Мать родила брата на седьмой месяц после свадьбы. Вроде как недоношенного. Отец ничего не спрашивал и назвал его, как и собирался, в честь прадеда – Афанасием. Но сильно хотел ещё детей. И они с матерью старались как могли. Долго, с лишком десять лет. И когда получилось и появился я, мать очень радовалась, что наконец угодила отцу и он оставит брата в покое…


Отца нашли наутро двадцать четвёртого февраля в парке отдыха. Он мирно сидел на снегу, привалясь к постаменту горниста. В распахнутом пальто и тельняшке, без шапки, с запрокинутой головой, запорошённой снегом, широко расставив худые длинные ноги, резко проступившие под заиндевелыми брюками. Веки прикрыты, будто он дремал у телевизора за своим любимым «Клубом кинопутешественников». От затылка по свежебелёному постаменту тянулись две замёрзшие багровые струйки, сливаясь на расчищенной асфальтовой дорожке в мрачную заледенелую лужицу. В её мутном зеркале краем отражалось пустынное зимнее небо и недоумённые лица милиционеров, не понимающих, куда же теперь везти отца.

Уроки житейской мудрости

Он сидел на лестничной площадке третьего этажа на корточках и курил. В тапках на босу ногу, в пузырящихся синих трениках и застиранной белой майке с растянутыми лямками. Редеющие стриженные бобриком волосы с проседью, зло вырезанные морщины в уголках жёстких, словно поджатых губ, перебитый нос, глубокий кривой шрам над правым веком, будто он постоянно хитро щурился или подмигивал кому-то. На плече – татуировка: крест на могильном холмике. Худой, жилистый, весь как на шарнирах, он, наверное, мог сидеть на корточках часами. Острые коленки доставали ему почти до впалых небритых щёк, и он был похож на кузнечика перед прыжком.

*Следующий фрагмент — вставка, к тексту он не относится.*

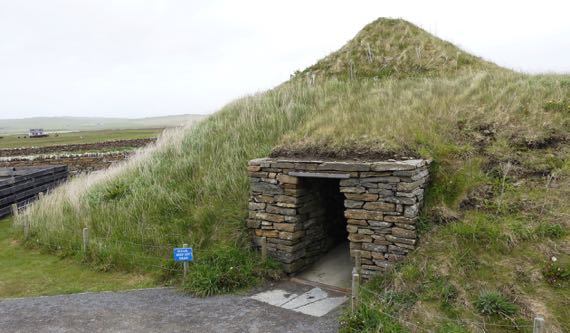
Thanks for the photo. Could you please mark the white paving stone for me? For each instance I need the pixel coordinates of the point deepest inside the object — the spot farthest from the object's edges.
(310, 296)
(315, 302)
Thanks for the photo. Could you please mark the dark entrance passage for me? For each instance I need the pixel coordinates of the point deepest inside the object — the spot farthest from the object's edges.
(328, 256)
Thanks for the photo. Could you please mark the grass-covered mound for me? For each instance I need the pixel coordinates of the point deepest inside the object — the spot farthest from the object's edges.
(496, 211)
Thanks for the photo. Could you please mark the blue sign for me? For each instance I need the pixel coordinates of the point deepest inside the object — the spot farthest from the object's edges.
(183, 254)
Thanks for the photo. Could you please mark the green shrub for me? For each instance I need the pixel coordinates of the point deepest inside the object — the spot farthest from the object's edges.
(553, 231)
(226, 269)
(556, 274)
(492, 303)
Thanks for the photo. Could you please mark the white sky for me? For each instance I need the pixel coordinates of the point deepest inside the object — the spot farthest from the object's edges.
(138, 58)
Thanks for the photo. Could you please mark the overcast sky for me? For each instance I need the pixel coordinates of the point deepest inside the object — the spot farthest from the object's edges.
(139, 58)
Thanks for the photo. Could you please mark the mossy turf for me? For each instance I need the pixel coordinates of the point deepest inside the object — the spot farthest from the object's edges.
(25, 272)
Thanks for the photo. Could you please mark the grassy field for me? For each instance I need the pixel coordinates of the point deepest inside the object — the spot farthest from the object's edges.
(495, 214)
(87, 124)
(19, 141)
(27, 272)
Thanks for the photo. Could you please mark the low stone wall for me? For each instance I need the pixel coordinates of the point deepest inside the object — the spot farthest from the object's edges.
(76, 163)
(381, 206)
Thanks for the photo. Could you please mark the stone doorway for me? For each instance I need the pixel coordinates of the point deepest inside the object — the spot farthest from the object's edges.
(299, 208)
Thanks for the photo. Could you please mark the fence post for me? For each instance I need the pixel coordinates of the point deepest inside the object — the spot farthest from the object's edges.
(357, 260)
(26, 228)
(355, 287)
(85, 240)
(185, 263)
(264, 248)
(538, 325)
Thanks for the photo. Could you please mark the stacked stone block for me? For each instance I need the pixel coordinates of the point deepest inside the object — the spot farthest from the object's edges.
(381, 207)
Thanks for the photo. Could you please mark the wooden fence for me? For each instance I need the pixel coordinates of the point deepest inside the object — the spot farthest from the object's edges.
(22, 185)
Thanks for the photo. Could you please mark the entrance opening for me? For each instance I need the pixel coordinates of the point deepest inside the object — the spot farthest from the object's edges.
(327, 236)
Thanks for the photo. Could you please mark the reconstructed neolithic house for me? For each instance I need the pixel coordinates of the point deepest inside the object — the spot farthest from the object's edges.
(302, 208)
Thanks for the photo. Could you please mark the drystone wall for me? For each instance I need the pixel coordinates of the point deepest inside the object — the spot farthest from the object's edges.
(381, 206)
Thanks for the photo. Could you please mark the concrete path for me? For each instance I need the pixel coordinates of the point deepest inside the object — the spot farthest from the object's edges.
(158, 310)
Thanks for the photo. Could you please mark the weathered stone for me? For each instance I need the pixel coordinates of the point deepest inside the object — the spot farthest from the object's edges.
(352, 189)
(258, 174)
(291, 235)
(365, 231)
(405, 187)
(281, 211)
(359, 238)
(400, 200)
(353, 204)
(259, 162)
(374, 247)
(400, 240)
(349, 182)
(286, 199)
(391, 166)
(351, 228)
(400, 219)
(405, 226)
(266, 233)
(344, 166)
(290, 227)
(264, 198)
(256, 206)
(381, 206)
(286, 205)
(266, 216)
(405, 233)
(360, 214)
(380, 224)
(411, 211)
(282, 165)
(361, 196)
(394, 257)
(382, 263)
(266, 188)
(356, 222)
(253, 168)
(253, 224)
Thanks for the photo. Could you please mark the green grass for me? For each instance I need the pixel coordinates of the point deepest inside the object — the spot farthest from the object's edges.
(18, 141)
(25, 272)
(499, 182)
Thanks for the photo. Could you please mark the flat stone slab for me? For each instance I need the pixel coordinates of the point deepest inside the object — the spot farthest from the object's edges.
(315, 302)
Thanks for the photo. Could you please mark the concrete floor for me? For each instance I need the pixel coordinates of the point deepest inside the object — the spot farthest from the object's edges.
(334, 269)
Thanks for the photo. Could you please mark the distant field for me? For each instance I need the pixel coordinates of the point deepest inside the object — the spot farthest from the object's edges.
(12, 141)
(51, 124)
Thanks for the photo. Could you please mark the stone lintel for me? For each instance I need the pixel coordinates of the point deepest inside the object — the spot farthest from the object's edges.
(319, 175)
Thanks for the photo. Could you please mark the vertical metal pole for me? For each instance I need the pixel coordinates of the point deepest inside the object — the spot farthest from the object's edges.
(85, 240)
(538, 325)
(357, 260)
(26, 228)
(185, 263)
(355, 287)
(264, 248)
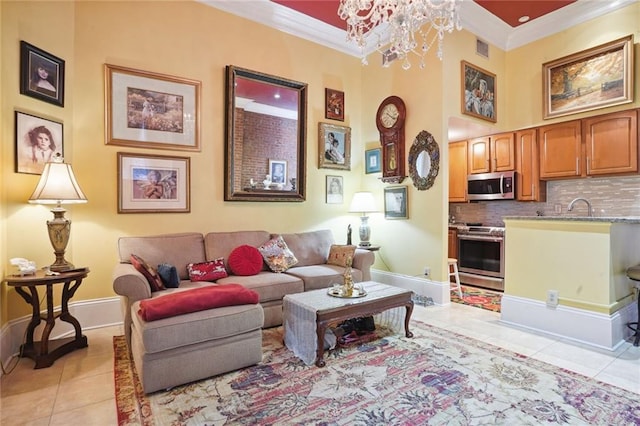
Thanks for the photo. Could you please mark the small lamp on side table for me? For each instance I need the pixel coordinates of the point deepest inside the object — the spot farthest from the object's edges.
(363, 202)
(58, 186)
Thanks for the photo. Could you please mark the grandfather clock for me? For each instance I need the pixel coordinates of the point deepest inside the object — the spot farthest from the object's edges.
(390, 120)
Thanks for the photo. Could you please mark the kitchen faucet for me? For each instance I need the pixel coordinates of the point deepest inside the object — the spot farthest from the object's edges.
(590, 213)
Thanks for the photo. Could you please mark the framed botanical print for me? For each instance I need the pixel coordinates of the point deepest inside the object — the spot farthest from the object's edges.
(38, 141)
(41, 74)
(334, 146)
(153, 184)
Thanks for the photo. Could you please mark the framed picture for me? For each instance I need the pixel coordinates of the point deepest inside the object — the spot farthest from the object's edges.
(335, 190)
(372, 161)
(38, 140)
(149, 110)
(41, 74)
(479, 97)
(335, 146)
(594, 78)
(278, 171)
(153, 184)
(395, 202)
(334, 104)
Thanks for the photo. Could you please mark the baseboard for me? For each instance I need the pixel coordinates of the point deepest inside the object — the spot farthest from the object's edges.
(439, 292)
(590, 328)
(91, 314)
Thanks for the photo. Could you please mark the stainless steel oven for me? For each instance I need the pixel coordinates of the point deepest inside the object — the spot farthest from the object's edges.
(481, 256)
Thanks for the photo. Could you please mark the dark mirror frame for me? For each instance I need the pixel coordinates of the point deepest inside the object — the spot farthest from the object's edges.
(235, 189)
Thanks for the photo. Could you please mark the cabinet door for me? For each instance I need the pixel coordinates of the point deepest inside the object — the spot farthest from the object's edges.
(503, 157)
(611, 143)
(529, 187)
(560, 150)
(479, 152)
(458, 172)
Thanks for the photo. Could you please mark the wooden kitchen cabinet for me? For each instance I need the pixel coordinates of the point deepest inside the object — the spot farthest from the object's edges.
(529, 187)
(495, 153)
(602, 145)
(458, 172)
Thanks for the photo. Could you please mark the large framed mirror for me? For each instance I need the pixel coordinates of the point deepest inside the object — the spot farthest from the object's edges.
(265, 131)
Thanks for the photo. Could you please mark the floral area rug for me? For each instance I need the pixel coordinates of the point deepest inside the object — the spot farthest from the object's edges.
(478, 297)
(435, 378)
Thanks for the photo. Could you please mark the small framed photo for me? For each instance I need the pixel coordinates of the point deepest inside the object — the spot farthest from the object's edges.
(395, 202)
(372, 161)
(38, 141)
(335, 190)
(153, 184)
(335, 146)
(479, 96)
(278, 171)
(334, 104)
(150, 110)
(41, 74)
(594, 78)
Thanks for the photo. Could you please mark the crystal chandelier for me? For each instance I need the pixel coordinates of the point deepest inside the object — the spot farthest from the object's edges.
(413, 25)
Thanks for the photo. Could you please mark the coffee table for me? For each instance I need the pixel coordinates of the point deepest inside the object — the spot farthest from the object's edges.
(317, 310)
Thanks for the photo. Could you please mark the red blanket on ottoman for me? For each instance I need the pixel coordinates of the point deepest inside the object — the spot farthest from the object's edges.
(197, 299)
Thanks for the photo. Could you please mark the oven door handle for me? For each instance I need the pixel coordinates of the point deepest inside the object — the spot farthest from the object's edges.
(479, 238)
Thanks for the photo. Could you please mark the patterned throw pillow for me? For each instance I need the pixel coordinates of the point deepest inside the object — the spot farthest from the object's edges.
(207, 271)
(245, 260)
(155, 283)
(277, 254)
(338, 255)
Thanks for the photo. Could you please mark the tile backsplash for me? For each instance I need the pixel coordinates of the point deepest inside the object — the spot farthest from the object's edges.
(612, 197)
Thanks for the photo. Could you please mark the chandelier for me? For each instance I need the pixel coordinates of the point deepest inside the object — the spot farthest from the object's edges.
(413, 25)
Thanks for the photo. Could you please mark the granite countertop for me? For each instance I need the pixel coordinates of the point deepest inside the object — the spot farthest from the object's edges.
(629, 219)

Мне он казался едва ли не стариком, хотя было ему, как и мне сейчас, под сорок.

Заходя в подъезд, я точно знал, сидит он там или нет: едкий дым от его папирос чувствовался уже при входе, а глухой кашель угрожающим эхом сотрясал гулкие пролёты нашей пятиэтажки.

Я всегда вежливо здоровался с ним и нарочно приостанавливался на предпоследней ступеньке, ожидая, что он заведёт со мной разговор.

Он разгонял узкой ладонью плотный сизый дым, прятал в горсти папиросу и строгим голосом спрашивал:

– Как успехи, студент?

Мне нравилось, что он называет меня студентом, но я упорно отвечал, что никакой я не студент, а учусь в школе, в четвёртом «А».

– Не беда, подрастёшь, поступишь в институт и станешь студентом. Главное – учись прилежно.

Он глубоко затягивался, так что почти уснувший огонёк его папиросы ало вспыхивал, быстро добегая до края ловко переломленной гильзы, и уголком рта выпускал дым куда-то себе под мышку. Откашливался, хмурился и, глядя на стену с облупленной синей краской, исписанную ругательствами и признаниями в любви, ни к кому не обращаясь, сурово изрекал какую-нибудь сентенцию:

– Друг не тот, кто с тобой водки вмажет, а тот, кто от ментов отмажет, – и отрешённо о чём-то задумывался.

Но мгновение спустя, будто очнувшись, бросал потухшую папиросу в стоявшую в углу пол-литровую полную окурков грязную стеклянную банку из-под маринованных огурцов и сипло устало говорил:

– Ладно, студент, ступай, мамка, небось, заждалась. Мать – святое дело.

Учуяв от меня запах дыма, мама ругалась: «Табачищем-то как несёт, опять этот уголовник в подъезде смолит. И когда это прекратится? В милицию, что ли, на него заявить? Будь с ним, пожалуйста, Вадик, осторожен».

В доме многие его так звали: «этот уголовник». Тётя Зина, судача вечерами на лавочке со своими товарками, рассказывала, что первый раз он сел по малолетке за хулиганство, а второй – уже за что-то серьёзное, то ли покалечил кого-то в драке, то ли убил, вроде из-за девчонки, и сел надолго. «Мать его не дождалась, умерла, бедная, с горя, хорошая была женщина, светлая ей память».